Healthcare is very good at measuring failure.
We count deaths, admissions, incidents, and deterioration. We build evidence around crisis because crisis is visible, auditable, and uncomfortable enough to demand attention.
But what if the most important outcome in complex care isn’t recovery or even improvement but stability?
And what if we don’t yet have the language, the measures, or even the culture to evidence it?
The dominance of Evidence-Based Medicine has shaped what we recognise as knowledge. It shows what can be standardised, measured, and reproduced. That works well for predictable situations, but complex care doesn’t behave like that. Stability isn’t an endpoint, and it doesn’t follow a neat trajectory. It sits in the background, often unnoticed, because when things are working, we simply call it “business as usual”.
And that’s the problem.
We intuitively know what stability looks like. It’s when someone continues to engage, when behaviours don’t escalate, when relationships hold, when nothing breaks. It’s not dramatic. It doesn’t trigger alerts or thresholds. But in complex systems, that quiet continuity is often the difference between progress and collapse.
Yet culturally, we don’t value it. Crisis draws attention, funding, and urgency. Stability is expected, and so it becomes invisible. Even relational practice, widely accepted as fundamental is still difficult to define, measure, or prioritise in systems that are built around risk and outputs. As highlighted in The Heart of Practice: Building Cultures of Relational Care, relational work is recognised as essential, but remains marginal in policy and hard to operationalise because it is inherently complex and context-dependent .
The consequence is predictable. We design systems that respond to failure rather than sustain what is already working. Services become reactive, workforces fatigued, and individuals experience repeated cycles of escalation and breakdown. We end up investing heavily in crisis, while paying far less attention to what might prevent it.
What’s interesting is that the evidence isn’t entirely absent. It’s just not framed in the way we expect. It sits across relational practice, trauma-informed care and within psychological safety, community-based support and co-production. The relational care literature goes further, reminding us that care is not just something delivered in interactions, but something shaped by organisational culture, leadership, and the conditions in which people work and receive support .
This suggests a different way of thinking. Instead of asking what intervention works, we might ask what conditions allow stability to exist.
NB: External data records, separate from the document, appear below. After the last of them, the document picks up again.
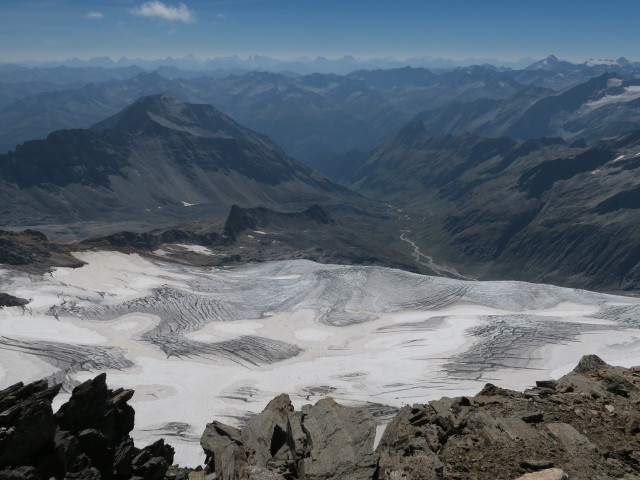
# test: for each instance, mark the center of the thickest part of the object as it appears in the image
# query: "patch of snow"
(630, 93)
(373, 334)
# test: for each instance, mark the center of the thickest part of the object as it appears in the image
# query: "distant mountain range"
(158, 161)
(499, 173)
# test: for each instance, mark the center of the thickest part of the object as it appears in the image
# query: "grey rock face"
(323, 441)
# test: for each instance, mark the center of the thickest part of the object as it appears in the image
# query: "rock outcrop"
(586, 425)
(321, 442)
(88, 438)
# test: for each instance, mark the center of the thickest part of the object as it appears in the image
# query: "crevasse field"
(200, 344)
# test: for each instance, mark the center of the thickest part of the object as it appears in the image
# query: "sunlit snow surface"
(201, 344)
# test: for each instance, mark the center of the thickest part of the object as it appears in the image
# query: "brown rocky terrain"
(586, 425)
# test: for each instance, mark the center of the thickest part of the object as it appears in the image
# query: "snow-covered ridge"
(198, 344)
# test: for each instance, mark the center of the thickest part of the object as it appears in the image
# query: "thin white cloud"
(156, 9)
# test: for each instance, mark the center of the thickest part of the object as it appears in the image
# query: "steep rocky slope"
(603, 106)
(539, 210)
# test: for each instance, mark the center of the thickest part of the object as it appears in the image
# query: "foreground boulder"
(586, 425)
(321, 442)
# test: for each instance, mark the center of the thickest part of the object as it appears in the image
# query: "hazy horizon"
(460, 31)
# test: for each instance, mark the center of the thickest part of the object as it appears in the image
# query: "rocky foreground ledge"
(585, 425)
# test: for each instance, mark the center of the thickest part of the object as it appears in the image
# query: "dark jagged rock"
(27, 424)
(7, 300)
(583, 426)
(323, 441)
(32, 250)
(88, 439)
(93, 406)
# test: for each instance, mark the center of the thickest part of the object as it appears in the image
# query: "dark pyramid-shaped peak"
(551, 63)
(164, 113)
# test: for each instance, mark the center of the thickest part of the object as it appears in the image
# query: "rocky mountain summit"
(158, 162)
(585, 425)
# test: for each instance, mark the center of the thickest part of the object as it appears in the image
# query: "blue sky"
(507, 30)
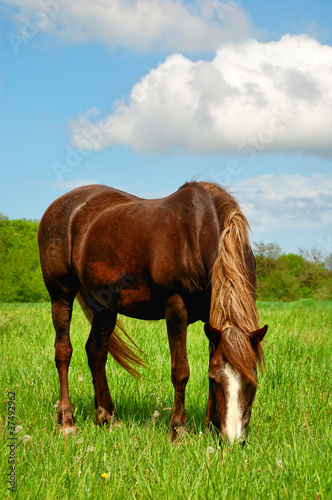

If we take that seriously, our idea of success begins to shift. It becomes less about discrete outcomes and more about sustained engagement and the lived experience of care. It is quieter, less visible work, but arguably far more important.
The challenge now is not to wait for perfect evidence, but to start naming and noticing stability in the systems we already run. To develop shared language, to use proxy measures where we need to, and to embed learning into practice. Perhaps most importantly, it requires a cultural shift to one that recognises that when things are going well, something important is happening, even if we are not yet measuring it.
Healthcare doesn’t lack evidence. It lacks evidence for the things that matter most in complex systems.
Stability is one of them.
And until we learn to see it, we will continue to build systems that only act once stability has already been lost.